Bundesrat Alain Berset stimmte 2019 in den Chor ein: «Die Milliardenumverteilungen, mit denen die Jungen zurzeit die Löcher in der 2. Säule stopfen müssen, sind ein Skandal», sagte er im Juli vor der Bundeshauspresse. Entsprechende Behauptungen von Pensionskassen und Versicherungen machten damals schon seit Jahren die Runde – mit freundlicher Unterstützung unkritischer Medien.
Das pausenlose Lamentieren über die angeblich zu hohen Renten, die sich ohne Umverteilung von den Erwerbstätigen zu den Rentnern nicht mehr voll finanzieren liessen, scheint Spuren zu hinterlassen. Darauf deutet eine aktuelle Umfrage des Forschungsinstituts GfK Switzerland im Auftrag von saldo hin.

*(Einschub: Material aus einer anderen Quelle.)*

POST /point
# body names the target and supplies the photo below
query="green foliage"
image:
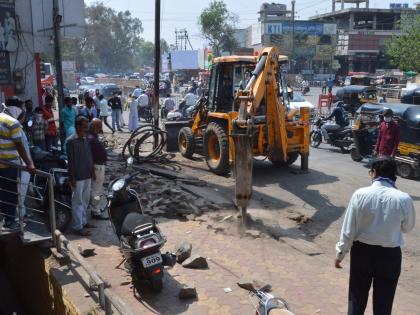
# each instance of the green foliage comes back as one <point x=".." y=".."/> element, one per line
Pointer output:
<point x="113" y="42"/>
<point x="404" y="49"/>
<point x="217" y="26"/>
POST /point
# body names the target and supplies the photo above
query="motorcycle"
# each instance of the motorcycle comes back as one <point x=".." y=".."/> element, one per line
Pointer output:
<point x="145" y="113"/>
<point x="55" y="164"/>
<point x="140" y="237"/>
<point x="342" y="138"/>
<point x="305" y="89"/>
<point x="266" y="303"/>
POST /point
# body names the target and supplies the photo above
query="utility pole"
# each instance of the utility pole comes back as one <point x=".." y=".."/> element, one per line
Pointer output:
<point x="57" y="18"/>
<point x="157" y="63"/>
<point x="292" y="64"/>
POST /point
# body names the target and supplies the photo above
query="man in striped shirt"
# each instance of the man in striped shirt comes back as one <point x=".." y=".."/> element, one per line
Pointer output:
<point x="11" y="149"/>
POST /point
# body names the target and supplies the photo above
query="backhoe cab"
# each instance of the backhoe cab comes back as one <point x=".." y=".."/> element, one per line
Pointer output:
<point x="245" y="98"/>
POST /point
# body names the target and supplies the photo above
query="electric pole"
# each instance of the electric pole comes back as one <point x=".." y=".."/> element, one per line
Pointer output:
<point x="57" y="18"/>
<point x="292" y="64"/>
<point x="157" y="63"/>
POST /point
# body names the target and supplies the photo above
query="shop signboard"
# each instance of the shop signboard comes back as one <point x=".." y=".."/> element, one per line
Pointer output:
<point x="8" y="34"/>
<point x="5" y="74"/>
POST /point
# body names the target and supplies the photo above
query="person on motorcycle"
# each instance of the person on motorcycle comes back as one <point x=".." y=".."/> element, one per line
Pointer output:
<point x="340" y="121"/>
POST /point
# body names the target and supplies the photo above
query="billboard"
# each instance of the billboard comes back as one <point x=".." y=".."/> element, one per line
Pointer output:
<point x="72" y="25"/>
<point x="301" y="27"/>
<point x="184" y="60"/>
<point x="8" y="37"/>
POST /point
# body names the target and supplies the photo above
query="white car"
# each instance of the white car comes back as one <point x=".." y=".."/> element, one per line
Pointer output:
<point x="87" y="80"/>
<point x="298" y="101"/>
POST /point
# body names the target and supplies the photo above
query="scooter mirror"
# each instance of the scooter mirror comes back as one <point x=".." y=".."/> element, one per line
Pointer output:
<point x="130" y="161"/>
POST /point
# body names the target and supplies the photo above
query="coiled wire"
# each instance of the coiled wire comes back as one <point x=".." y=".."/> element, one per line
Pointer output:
<point x="146" y="145"/>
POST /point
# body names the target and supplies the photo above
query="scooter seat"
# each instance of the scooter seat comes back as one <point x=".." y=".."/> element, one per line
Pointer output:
<point x="133" y="220"/>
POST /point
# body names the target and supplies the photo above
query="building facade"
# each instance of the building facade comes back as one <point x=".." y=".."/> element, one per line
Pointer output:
<point x="362" y="34"/>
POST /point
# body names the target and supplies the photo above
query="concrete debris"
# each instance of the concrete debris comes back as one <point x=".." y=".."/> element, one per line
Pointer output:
<point x="252" y="285"/>
<point x="195" y="262"/>
<point x="253" y="233"/>
<point x="300" y="219"/>
<point x="183" y="251"/>
<point x="86" y="252"/>
<point x="227" y="218"/>
<point x="187" y="293"/>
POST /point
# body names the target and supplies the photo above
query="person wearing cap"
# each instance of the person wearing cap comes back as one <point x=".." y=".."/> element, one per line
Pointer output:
<point x="99" y="156"/>
<point x="340" y="121"/>
<point x="116" y="109"/>
<point x="51" y="136"/>
<point x="373" y="227"/>
<point x="11" y="150"/>
<point x="133" y="116"/>
<point x="388" y="136"/>
<point x="81" y="172"/>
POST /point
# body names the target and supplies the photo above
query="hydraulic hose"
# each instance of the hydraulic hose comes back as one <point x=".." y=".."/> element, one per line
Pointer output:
<point x="146" y="145"/>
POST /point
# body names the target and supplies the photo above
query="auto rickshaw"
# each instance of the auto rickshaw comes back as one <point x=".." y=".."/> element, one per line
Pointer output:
<point x="365" y="133"/>
<point x="353" y="96"/>
<point x="411" y="97"/>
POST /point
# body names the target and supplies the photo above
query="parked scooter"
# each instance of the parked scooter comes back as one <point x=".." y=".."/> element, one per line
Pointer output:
<point x="341" y="138"/>
<point x="305" y="89"/>
<point x="145" y="113"/>
<point x="55" y="164"/>
<point x="140" y="237"/>
<point x="265" y="303"/>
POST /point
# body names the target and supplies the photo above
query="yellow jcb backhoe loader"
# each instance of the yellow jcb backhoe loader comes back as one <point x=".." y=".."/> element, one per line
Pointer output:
<point x="274" y="131"/>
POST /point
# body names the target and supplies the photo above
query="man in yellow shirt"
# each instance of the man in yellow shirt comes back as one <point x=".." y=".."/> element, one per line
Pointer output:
<point x="11" y="149"/>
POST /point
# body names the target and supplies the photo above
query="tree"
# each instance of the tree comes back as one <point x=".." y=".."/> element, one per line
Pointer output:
<point x="404" y="49"/>
<point x="218" y="26"/>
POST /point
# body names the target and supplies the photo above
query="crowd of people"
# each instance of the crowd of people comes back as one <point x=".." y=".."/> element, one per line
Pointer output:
<point x="23" y="127"/>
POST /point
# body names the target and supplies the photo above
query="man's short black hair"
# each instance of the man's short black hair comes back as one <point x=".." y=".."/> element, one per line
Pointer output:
<point x="385" y="167"/>
<point x="80" y="120"/>
<point x="49" y="99"/>
<point x="89" y="99"/>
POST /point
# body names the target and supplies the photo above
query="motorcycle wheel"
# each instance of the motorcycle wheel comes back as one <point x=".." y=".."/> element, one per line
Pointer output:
<point x="315" y="138"/>
<point x="157" y="285"/>
<point x="355" y="155"/>
<point x="62" y="218"/>
<point x="404" y="170"/>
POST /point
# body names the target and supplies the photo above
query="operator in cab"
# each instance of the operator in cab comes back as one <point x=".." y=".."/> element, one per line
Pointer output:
<point x="339" y="120"/>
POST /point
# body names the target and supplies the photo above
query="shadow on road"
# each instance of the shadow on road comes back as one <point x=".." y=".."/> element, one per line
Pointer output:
<point x="326" y="212"/>
<point x="166" y="301"/>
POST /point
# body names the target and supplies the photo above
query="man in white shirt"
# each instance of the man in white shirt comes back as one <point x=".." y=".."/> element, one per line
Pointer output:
<point x="373" y="225"/>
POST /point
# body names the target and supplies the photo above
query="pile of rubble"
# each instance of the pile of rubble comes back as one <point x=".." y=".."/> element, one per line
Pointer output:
<point x="161" y="196"/>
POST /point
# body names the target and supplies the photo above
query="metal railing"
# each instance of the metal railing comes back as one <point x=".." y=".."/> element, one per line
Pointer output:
<point x="50" y="187"/>
<point x="108" y="300"/>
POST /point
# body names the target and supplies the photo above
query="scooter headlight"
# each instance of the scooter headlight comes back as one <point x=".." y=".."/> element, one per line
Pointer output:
<point x="118" y="185"/>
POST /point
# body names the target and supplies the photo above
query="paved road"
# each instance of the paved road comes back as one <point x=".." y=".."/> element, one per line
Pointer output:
<point x="295" y="259"/>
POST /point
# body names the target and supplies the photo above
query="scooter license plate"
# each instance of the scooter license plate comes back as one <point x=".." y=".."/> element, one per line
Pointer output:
<point x="151" y="260"/>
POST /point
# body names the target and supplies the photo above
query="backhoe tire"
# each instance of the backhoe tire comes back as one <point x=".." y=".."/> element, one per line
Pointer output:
<point x="291" y="158"/>
<point x="405" y="170"/>
<point x="216" y="149"/>
<point x="186" y="142"/>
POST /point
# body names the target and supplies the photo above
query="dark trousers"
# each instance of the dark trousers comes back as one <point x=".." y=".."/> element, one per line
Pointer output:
<point x="373" y="264"/>
<point x="9" y="198"/>
<point x="104" y="119"/>
<point x="51" y="141"/>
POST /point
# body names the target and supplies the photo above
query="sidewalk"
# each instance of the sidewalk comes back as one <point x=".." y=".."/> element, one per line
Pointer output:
<point x="310" y="284"/>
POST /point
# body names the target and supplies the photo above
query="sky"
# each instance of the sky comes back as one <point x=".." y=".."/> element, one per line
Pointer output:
<point x="179" y="14"/>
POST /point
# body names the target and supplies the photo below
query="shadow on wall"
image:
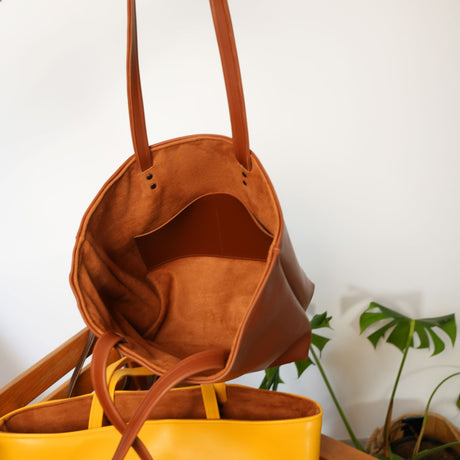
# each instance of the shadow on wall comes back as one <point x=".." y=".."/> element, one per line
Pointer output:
<point x="10" y="363"/>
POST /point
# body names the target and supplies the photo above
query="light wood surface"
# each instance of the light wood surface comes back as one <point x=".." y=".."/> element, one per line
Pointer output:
<point x="34" y="381"/>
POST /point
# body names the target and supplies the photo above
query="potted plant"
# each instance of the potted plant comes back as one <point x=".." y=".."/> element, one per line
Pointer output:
<point x="389" y="326"/>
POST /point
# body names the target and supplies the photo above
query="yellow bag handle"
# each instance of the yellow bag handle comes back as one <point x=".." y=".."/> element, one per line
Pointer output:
<point x="212" y="393"/>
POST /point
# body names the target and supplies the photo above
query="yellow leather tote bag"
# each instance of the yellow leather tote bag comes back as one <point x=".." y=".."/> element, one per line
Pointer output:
<point x="183" y="262"/>
<point x="235" y="422"/>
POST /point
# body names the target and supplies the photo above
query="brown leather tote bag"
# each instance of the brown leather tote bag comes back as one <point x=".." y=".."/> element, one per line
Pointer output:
<point x="182" y="260"/>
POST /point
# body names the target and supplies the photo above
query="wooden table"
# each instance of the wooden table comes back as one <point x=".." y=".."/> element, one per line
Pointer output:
<point x="41" y="376"/>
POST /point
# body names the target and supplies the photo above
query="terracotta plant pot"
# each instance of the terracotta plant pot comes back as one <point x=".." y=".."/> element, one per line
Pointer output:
<point x="404" y="432"/>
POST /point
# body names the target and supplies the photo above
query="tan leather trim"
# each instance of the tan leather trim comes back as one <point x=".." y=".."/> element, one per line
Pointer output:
<point x="232" y="77"/>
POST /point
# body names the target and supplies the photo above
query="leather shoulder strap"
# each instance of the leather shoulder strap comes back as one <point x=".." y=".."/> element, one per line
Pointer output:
<point x="232" y="76"/>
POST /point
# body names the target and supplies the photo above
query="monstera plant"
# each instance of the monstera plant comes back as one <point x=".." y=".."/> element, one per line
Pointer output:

Laut dieser Umfrage glaubt rund ein Drittel der Deutschschweizer Bevölkerung, die Pensionskassen seien überschuldet. 57 Prozent sind der Meinung, dass das Geld für die Renten nicht nur aus dem angesparten Kapital der Pensionierten stammt, sondern auch aus Beiträgen der Erwerbstätigen.
Beide Meinungen sind falsch: Den Pensionskassen geht es heute so gut wie noch nie. Und die Einzahlungen der Versicherten genügen zusammen mit dem von den Pensionskassen erwirtschafteten Ertrag, um die Renten zu finanzieren.
Die berufliche Vorsorge funktioniert nach einem einfachen Prinzip: Den Erwerbstätigen wird jeden Monat ein Teil des Lohns abgezogen und in die Pensionskasse eingezahlt. Der Arbeitgeber steuert ebenfalls einen monatlichen Beitrag bei. Die Altersrente richtet sich später nach der Höhe des eingezahlten Kapitals und der auf dem Ersparten erzielten Vermögenserträge.
Trotzdem behaupten die Pensionskassen immer wieder, die jüngere Generation müsse die Renten mitfinanzieren. Zum Beispiel im Abstimmungskampf im Jahr 2010, als sie die Renten senken wollten. Auch das Bundesamt für Sozialversicherungen bezifferte die angebliche Umverteilung damals auf 600 Millionen Franken pro Jahr – ohne das genauer zu begründen.
Inzwischen publiziert auch die Oberaufsichtskommission Berufliche Vorsorge des Bundes beunruhigende Schätzungen: Ihr zufolge betrug die Umverteilung seit 2014 in jedem Jahr mindestens 5 Milliarden Franken. 2019 sollen es gar 7,2 Milliarden Franken gewesen sein.
Experte weist Mängel bei Schätzung des Bundes nach
Diese riesige Zahl veranlasste den Pensionsversicherungsexperten Jürg Jost, die Schätzung einer Analyse zu unterziehen. Sein Ergebnis: «Aus den Berechnungen und Annahmen der Kommission ergeben sich nicht nachvollziehbare und stark verzerrende Resultate.»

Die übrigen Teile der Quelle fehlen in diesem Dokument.